La Commissione europea ha dichiarato a torto che il Lussemburgo abbia concesso ad Amazon aiuti di stato illegali, sotto forma di vantaggi fiscali. Lo sostiene l’avvocatessa generale del Tribunale Ue Juliane Kokott. L’esecutivo europeo, afferma Kokott, per verificare l’esistenza di un vantaggio fiscale selettivo, ha utilizzato il sistema di riferimento errato, ossia le linee guida dell’Ocse sui prezzi di trasferimento invece del diritto lussemburghese. In base alle contestazioni della Commissione su cui è chiamato a decidere il Tribunale Ue, Amazon dovrebbe 250 milioni di tasse pregresse al Lussemburgo.
Lo sviluppo del caso
La procedura di infrazione era partita nel 2017, con una decisione della Commissione europea, secondo cui il tax ruling risalente al 2003 tra il Lussemburgo e la stella nascente dell’e-commerce era viziato da profili di illegalità: a giudizio della Commissione, il Lussemburgo aveva ridotto senza una valida giustificazione le imposte pagate da Amazon, consentendo al gruppo di trasferire la maggior parte degli utili realizzati dalla società locale, soggetta alle regole nazionali (Amazon Eu), a un’altra che non lo era (Amazon Europe Holding Technologies). E facendo quindi sì che la compagnia di Jeff Bezos pagasse “quattro volte meno tasse” di altre aziende con sede in Lussemburgo. Per questo, la Commissione aveva imposto ad Amazon di restituire allo stato lussemburghese 250 milioni di euro.

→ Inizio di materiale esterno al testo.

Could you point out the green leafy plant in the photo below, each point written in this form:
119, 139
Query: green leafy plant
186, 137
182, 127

Sia Amazon sia il Granducato avevano fatto ricorso al Tribunale Ue, che nel suo verdetto del 2021 ha dato loro ragione, spiegando che “nessuna delle constatazioni esposte dalla Commissione nella decisione impugnata è sufficiente a dimostrare l’esistenza di un vantaggio” ai sensi del Trattato dell’Ue, “quindi occorre annullarla nella sua totalità”.
Oggi la tesi di Kokott rafforza la sentenza di due anni fa e prova a smontare il caso. Nel censurare il ruling, infatti, la Commissione aveva contestato la differenza rilevante tra i prezzi fissati nell’accordo e quelli ricavati utilizzando come detto le linee guida dell’Ocse. Ma secondo l’avvocatessa, il vantaggio selettivo deve essere dimostrato solo applicando il diritto tributario nazionale, e determinando quindi se le eccezioni a quelle regole abbiano determinato un vantaggio competitivo per la società in base a quello schema.

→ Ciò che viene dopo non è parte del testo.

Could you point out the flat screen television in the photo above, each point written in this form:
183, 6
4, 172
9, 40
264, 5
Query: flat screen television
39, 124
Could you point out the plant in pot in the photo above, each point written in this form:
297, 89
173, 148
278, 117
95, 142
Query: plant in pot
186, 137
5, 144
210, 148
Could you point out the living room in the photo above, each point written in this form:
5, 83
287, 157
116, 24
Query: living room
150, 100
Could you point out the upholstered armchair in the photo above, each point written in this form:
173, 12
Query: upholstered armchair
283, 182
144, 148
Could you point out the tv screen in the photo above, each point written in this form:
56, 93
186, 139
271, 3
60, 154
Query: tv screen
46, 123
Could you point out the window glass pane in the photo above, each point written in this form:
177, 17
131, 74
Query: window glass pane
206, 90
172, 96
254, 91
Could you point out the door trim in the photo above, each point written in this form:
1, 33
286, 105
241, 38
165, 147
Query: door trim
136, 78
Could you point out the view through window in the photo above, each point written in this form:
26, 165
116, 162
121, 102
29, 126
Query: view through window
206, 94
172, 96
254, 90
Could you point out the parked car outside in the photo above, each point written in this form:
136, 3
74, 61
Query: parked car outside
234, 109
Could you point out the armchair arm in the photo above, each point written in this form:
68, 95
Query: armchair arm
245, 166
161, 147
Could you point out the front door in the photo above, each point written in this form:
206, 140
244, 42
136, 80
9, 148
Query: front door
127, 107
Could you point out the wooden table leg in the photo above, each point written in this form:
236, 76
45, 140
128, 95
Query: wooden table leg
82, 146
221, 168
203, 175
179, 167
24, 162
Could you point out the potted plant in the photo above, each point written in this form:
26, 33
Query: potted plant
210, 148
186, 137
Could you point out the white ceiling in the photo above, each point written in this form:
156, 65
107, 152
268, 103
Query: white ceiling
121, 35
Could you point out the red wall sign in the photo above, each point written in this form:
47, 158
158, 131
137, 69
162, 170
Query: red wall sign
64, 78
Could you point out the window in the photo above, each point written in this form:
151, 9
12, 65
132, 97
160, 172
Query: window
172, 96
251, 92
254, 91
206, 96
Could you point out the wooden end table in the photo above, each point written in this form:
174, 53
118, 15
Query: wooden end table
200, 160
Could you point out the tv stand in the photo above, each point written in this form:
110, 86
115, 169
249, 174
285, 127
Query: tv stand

Il parallelo con l’affaire Apple
La vicenda è per certi versi paragonabile alla diatriba tra Apple e l’Antitrust europeo, secondo cui Cupertino sarebbe al centro di una maxi evasione da 13 miliardi nei confronti dell’Irlanda. Il caso fu archiviato nel 2010 con una sentenza del Tribunale Ue secondo cui gli accordi fra il Paese e l’azienda non costituivano violazione alla normativa sugli aiuti di Stato e pertanto la cifra non era dovuta, ma l’Antitrust ha deciso di ricorrere in appello. Secondo l’avvocato della Commissione Paul-John Loewenthal, infatti, la sentenza era “giuridicamente errata” e pertanto va annullata.
Apple aveva confutato le argomentazioni della Commissione, affermando di aver pagato la giusta quota di tasse. “I profitti di cui stiamo parlando – i profitti che secondo la Commissione dovrebbero essere attribuiti alle filiali in Irlanda – erano in realtà soggetti al regime fiscale statunitense”, aveva dichiarato l’avvocato di Cupertino Daniel Beard alla Corte. “Apple ha accumulato riserve per il pagamento delle imposte statunitensi e sta pagando circa 20 miliardi di euro di tasse negli Stati Uniti su quegli stessi profitti che, secondo la Commissione, avrebbero dovuto essere tassati dall’Irlanda”.
Ma le istituzioni europee non mollano l’osso. “L’esito della vicenda determinerà se gli Stati membri potranno continuare a concedere alle multinazionali sostanziali agevolazioni fiscali in cambio di posti di lavoro e investimenti”, ha commentato Loewenthal.